Logan, the prankster, said, "I just want some pants. A simple pair of pants!" Everyone turned and stared at him blankly.
He tried again. "Solomon Grundy want pants, too!" The blank stares continued. "Doesn't ANYONE else watch Cartoon Network?"
They all shook their heads no, and he muttered, "I wish someone else had a freaking sense of humor. Jesus, you guys wouldn't know a good joke if it bit you on the ass."
"Aw, shit," Charles Xavier drawled. "Some sleepless teenager in Japan is gonna write about me goin' after that highfalutin' Lilandra cow again. Gotta ride, y'all." He waved, and he, Storm, and Beast all disappeared.
The complaints, however, did not. In fact, they multiplied by the minute, regardless of whether anyone was listening to them.
Nightcrawler: "Why did I have to be named after live bait, anyway?"
Sage: "I mean, couldn't I once, just once, hang out with the girls and talk hair and boys?"
Magneto: "Pick a card.

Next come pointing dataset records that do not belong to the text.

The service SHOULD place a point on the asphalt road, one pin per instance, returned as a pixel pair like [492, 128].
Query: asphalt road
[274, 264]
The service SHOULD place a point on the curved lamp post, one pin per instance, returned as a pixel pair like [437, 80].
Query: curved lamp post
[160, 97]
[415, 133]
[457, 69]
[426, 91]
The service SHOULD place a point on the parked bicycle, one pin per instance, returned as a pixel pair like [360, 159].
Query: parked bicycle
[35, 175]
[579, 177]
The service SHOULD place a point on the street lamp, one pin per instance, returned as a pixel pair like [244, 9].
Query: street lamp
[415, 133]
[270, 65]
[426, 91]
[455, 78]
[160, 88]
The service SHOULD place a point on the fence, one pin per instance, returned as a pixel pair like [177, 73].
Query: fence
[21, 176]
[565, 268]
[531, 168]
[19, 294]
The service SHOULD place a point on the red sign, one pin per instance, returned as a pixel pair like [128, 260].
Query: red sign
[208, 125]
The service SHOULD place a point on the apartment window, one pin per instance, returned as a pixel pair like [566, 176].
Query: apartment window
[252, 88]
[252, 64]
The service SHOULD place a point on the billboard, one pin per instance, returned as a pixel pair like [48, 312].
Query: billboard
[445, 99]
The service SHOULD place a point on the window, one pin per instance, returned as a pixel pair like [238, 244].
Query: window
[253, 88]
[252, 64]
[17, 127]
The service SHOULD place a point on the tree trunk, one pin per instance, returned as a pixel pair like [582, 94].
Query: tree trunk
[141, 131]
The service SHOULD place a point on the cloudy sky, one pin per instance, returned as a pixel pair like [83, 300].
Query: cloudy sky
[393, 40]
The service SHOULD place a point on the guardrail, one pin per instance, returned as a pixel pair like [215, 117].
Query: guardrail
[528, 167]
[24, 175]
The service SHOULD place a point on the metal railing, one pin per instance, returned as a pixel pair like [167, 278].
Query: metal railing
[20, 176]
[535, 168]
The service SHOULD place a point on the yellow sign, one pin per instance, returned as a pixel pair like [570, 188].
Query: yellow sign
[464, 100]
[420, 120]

Any card."
Colossus: "...a nice daydream about butter and chive potatoes, then I could..."
Stacy X: "...type a few letters, go home to my kittycat, Whiskers..."
Rogue: "...who would address me as President, not 'madam' President..."
Nightcrawler: "...because you might as well just call me The Amazing Tacklebox..."
Northstar: "...who is famous for his putting technique and wicked slice."
Magneto: "See, I'd be a GREAT magician! I could..."
Polaris: "...be a better rock star than her any day, the bitch..."
Cyclops: "...'Got your nose,' I'd say, the famous plastic surgeon and humorist..."
Havok: "...but of course, that explains Poland!"
The characters had become so loud, they started waking up characters from the other genres in the room and even down the hall. "Oh, shut the hell up, whiners," moaned Superman, from a pile further along the wall. "I'm constantly being paired with only one woman and being thwarted from doing anything with her!"
"Screw that, yo!" screamed a Powerpuff Girl. "How about knowing you'll never get the chance to even HAVE sexual feelings, or children, or even a real job?"
The old Western sidekick from down the hall knocked on the door and yelled, politely, "Pardon me, but could you please permit me some rest? I believe I have to ride out with the wagon train in the morning."
Batman stopped his whirling around in his pretty pink tutu in the middle of all this long enough to say cheerfully, "Now, now, children. We're all bozos on this bus, so let's all get along!"
"I agree with Batman," said the Stock Suicidal Teenage Girl cheerfully from the Generic Trashy Teen Fiction pile.
Everyone stopped, turned, and said to her in unison, "You ALWAYS agree with Batman!"
The fundamentalist preacher, his face red, clutching his bible and waving his cross, screamed, "As Krishna is my Lord, I tell all of you to SHUT UP!" (As the crowd was already silent, he got a few "Hey"s from a few offended characters.)
"We all come in exciting variations. Superman, you get the real Lois and tons of other superbabes in fan fiction all over the Net, right?" The Man of Steel got a big grin on his face and opened his mouth, but the preacher continued before he could speak.
"X-men, you all switch from good to bad at random according to author whim, and you all get parts in stories doing everything from bungee jumping to jumping each other, okay? Now let's all stop complaining. It's not a bad living after all, is it?"
The characters went back to their genre groups and started talking again, more congenially this time. "I suppose we could pretend we have a pretty little house with a white picket fence around it." "Hey, I'll be blue today, and you can be pink tomorrow!" "You know, we don't always have to take over the world. We could start with an Arby's and build from there." "I don't care if it isn't kosher, I'm having bacon and no one here can stop me!"
Relieved, the fundamentalist preacher faded into the background and then disappeared back into the Authors' Realm. Someone had to make sure there were still characters for them to use, obviously. How else could he write his story about how Jean Grey entered the Batcave and discovered how hot Batman looks in a leotard?